What are you most looking forward to this year?

"I'm actually looking forward to building relationships with my own students. I teach grad level and undergraduate level reading courses. I really value the relationships that my students and I established together elsewhere, because I think that serves as a good example for these folks who will ultimately have their own classrooms. Perhaps having come into a relationship as a community of learners at USC, they will be able to foster their own community in their own classrooms."

How did you become interested in your work?

"I wanted the opposite of being a teacher. I actually graduated undergraduate with a psych degree, so of course you have to go to grad school with that. When I was applying, the only two deadlines that hadn't passed were the MAT program at the College of Charleston and the nursing program at MUSC. I got into both, but there weren't any seats in the nursing program. So that's how I got into teaching. I was really reluctant until my first day of student teaching, which happened to be in a kindergarten classroom and I wound up teaching at the same school for six years. It just fit.

"The fact now that my life work is preparing many folks who have wanted to be teachers for their entire lives is a bit ironic. It was a very unexpected surprise.

"If you talk to people in my family, they will say it was my calling and I ignored it."

"In terms of my research, when I was in the classroom the first year I taught I had a little guy that honest-to-God thought he was Buzz Lightyear. It wasn't even pretending to be Buzz Lightyear, he was Buzz Lightyear. So he taught me to look for those really playful, but serious engagements with pop culture and I've been thinking about that ever since."

What made you decide to go into academia?

"I had a whole lot of questions about kids' learning and kids' play at school that culminated for me engaging with my students. But I didn't feel like I had the language or ways of thinking about what was going on, so I left to think about those things. Then I stumbled across these French philosophies that allow me to look differently at children's encounters with popular culture.

"It's a bit like complexity theory. They look at the relationships between, not just people, but people and materials and nonhuman things and they look at what is produced in those relationships. So for me, it's a very hopeful way of looking at life really that there's always something new being made instead of the same thing happening again and again."

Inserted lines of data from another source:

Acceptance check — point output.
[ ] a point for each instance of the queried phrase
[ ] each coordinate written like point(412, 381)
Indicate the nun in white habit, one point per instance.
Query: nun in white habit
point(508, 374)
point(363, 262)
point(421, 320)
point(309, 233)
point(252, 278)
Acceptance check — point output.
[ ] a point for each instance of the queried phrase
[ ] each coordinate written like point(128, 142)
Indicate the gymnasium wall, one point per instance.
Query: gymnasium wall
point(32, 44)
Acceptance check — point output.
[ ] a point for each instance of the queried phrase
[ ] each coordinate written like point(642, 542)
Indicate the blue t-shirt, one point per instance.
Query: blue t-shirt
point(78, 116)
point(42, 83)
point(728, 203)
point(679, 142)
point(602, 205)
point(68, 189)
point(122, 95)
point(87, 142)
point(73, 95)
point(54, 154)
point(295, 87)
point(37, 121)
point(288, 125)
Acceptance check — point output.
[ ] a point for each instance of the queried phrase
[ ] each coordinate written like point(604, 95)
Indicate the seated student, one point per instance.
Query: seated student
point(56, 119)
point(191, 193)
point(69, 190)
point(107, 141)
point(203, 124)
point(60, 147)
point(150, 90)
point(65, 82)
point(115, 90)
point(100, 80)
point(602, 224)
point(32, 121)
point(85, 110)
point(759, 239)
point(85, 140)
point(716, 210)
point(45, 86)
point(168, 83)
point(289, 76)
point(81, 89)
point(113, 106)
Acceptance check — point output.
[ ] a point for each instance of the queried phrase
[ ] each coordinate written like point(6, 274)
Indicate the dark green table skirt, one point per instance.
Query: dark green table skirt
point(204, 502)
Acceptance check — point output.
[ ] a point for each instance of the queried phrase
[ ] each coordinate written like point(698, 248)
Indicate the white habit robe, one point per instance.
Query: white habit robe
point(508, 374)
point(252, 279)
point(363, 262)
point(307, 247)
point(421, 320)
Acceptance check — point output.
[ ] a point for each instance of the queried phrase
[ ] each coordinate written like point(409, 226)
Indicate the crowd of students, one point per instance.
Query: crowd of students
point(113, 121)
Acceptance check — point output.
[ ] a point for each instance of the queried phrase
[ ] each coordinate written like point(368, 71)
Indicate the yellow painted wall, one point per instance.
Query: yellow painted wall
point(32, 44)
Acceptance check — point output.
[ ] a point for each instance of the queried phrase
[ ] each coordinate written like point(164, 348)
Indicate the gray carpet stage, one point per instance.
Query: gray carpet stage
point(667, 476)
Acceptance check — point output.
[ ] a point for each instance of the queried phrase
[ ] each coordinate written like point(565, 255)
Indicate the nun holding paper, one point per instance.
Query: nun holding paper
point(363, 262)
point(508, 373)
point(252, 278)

What do you hope to accomplish over the next five years?

"I hope to engage in some really meaningful research with the potential to help teachers look at students' learning in new ways. I'm not sure what that will look like. I'm looking forward to becoming more entrenched in the scholarly community.

"Working with teachers and establishing my scholarship and really building the relationships with the students here at USC and helping them navigate a really weird time in public education with lots of mandates and things that are called reform that aren't really reform. I want to help them think about their own practice as intellectuals and about the students that they will one day have."

What is a talent that you have or something you have done that people might find surprising?

"It's not a talent. I once tried to save a squirrel that had been hit by a car. I was scratched and bitten in the meantime and had to get registered with the health department in case the necropsy revealed rabies, which it did not. Instead of waiting for my friend to find a container, I picked it up and ran across the Penn State campus – actually it was more of a speed-walk – with the squirrel, so we could take it to the emergency vet, where of course, it was euthanized because it was a squirrel."

"Also, my students live-tweet my classes. I encourage them too. Basically, I just ask them to quote all the funny stuff because I like laughing. I don't really know what I'm saying half the time, so I like to go back and read it."

Where do you consider home?

"Pennsylvania. I'm a big fan of mountains and low humidity. I love squirrels, but I don't love mosquitoes. My family is originally from Pennsylvania and I'm a big Pittsburgh sports fan."

What was your dissertation?

" 'Mapping Emerging Childhoods and Justin Bieber Fan Culture.' I hung out at concerts, the whole thing."